Numero dos (o? =]) Meester Eddie. Awww, they never said Eddie to him until mid-second-week when he'd been there so much he was some kind of a friggin' celeb. When a waiter dude saw us walking down the street, he would call EDDIE'S HERE! to his boss, and they'd look around for any spare tables, or if there weren't any they would FIND us one, and then they'd all get chairs and shake Dad's hand, and all the punters would look at us weirdly. It was like a teamwork type of thing, and EDDIE! or EDDIE'S HERE! was the signal for them to all start moving. Usually, the table was ready before we even walked through the . . . hmm. There wasn't a door. Neither were there any enclosed bits (not counting the toilets), it was almost completely outside except for the little straw roof thingie. =] .
Oh well. We can't all be rich with doors now, can we?

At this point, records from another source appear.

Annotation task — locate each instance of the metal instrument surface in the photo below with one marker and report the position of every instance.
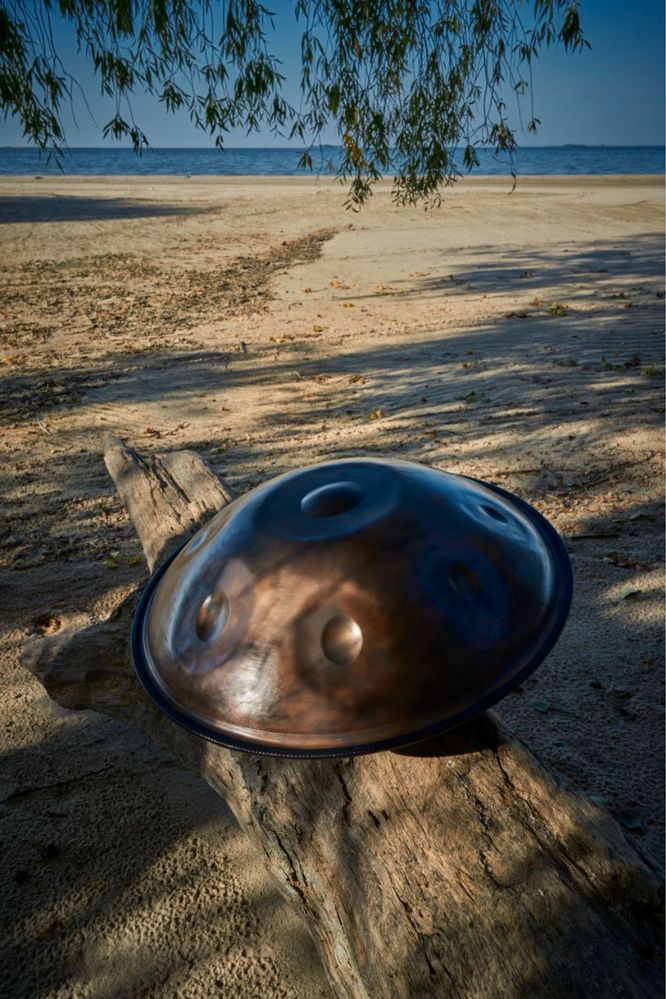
(351, 606)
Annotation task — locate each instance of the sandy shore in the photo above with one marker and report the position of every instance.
(517, 338)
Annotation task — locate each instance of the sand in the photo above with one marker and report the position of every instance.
(513, 337)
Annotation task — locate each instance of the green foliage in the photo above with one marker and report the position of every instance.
(413, 86)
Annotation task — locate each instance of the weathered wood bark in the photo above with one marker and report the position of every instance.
(457, 868)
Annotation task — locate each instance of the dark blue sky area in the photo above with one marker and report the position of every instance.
(612, 94)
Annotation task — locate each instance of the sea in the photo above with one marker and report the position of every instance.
(116, 161)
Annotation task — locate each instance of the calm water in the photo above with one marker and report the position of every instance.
(284, 162)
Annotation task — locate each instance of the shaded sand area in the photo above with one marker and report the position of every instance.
(517, 338)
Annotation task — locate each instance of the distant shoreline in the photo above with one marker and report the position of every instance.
(567, 160)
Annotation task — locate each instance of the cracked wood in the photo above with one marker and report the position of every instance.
(458, 867)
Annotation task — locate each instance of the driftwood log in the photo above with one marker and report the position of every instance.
(456, 868)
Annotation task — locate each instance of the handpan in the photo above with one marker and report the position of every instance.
(351, 606)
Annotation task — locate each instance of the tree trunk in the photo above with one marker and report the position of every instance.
(458, 867)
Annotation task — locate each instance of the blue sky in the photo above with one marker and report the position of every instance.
(612, 94)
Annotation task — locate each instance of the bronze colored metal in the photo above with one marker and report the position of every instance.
(351, 606)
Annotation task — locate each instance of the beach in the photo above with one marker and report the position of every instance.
(516, 337)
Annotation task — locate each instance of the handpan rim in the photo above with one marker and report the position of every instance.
(563, 574)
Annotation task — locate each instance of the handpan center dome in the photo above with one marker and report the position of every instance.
(351, 606)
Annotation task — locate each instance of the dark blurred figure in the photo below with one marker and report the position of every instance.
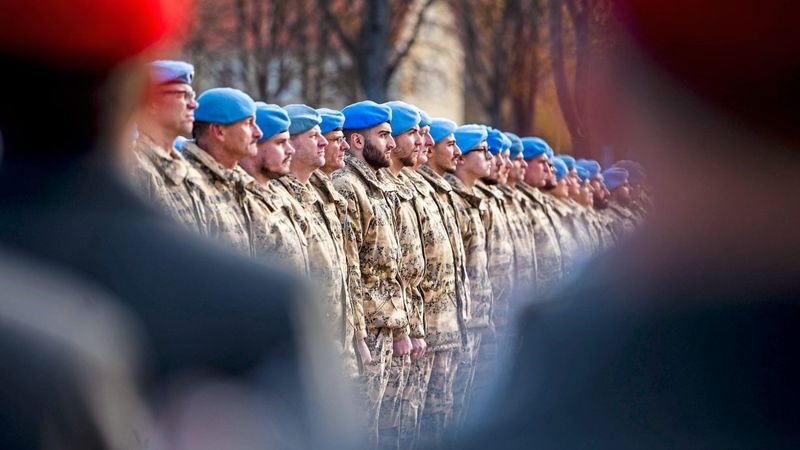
(70, 358)
(686, 336)
(77, 71)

_________________________________________________

The Turkeyland Confessions.
=D
Turkeyland Confession #1: There is a chicken in your hotel.

Turkeyland Confession #2: Older men can't seem to grasp the concept of staying away from teenage girls.

Turkeyland Confession #3: They want one of three things- a. you in bed or b. you buying something or c. your hat.

Turkeyland Confession #4: Whatever you do, do not let them see your hat. HOLD ON TO YOUR HAT.
Turkeyland Confession #5: You’ll get the booze, regardless of age.

Turkeyland Confession #6: Big applause for fishbowl party, YAAAH! =D

Turkeyland Confession #7: Tip when getting hair braided: if the salon lady comes at you with a hot glue gun, RUN!

Turkeyland Confession #8: Get yo cameras at the ready bitches because this mountain in front of me is some big-ass Kodak moment!

Turkeyland Confession #9: Three karaoke songs and a free cocktail!

Turkeyland Confession #10: Big applause for Meester Eddie on karaoke!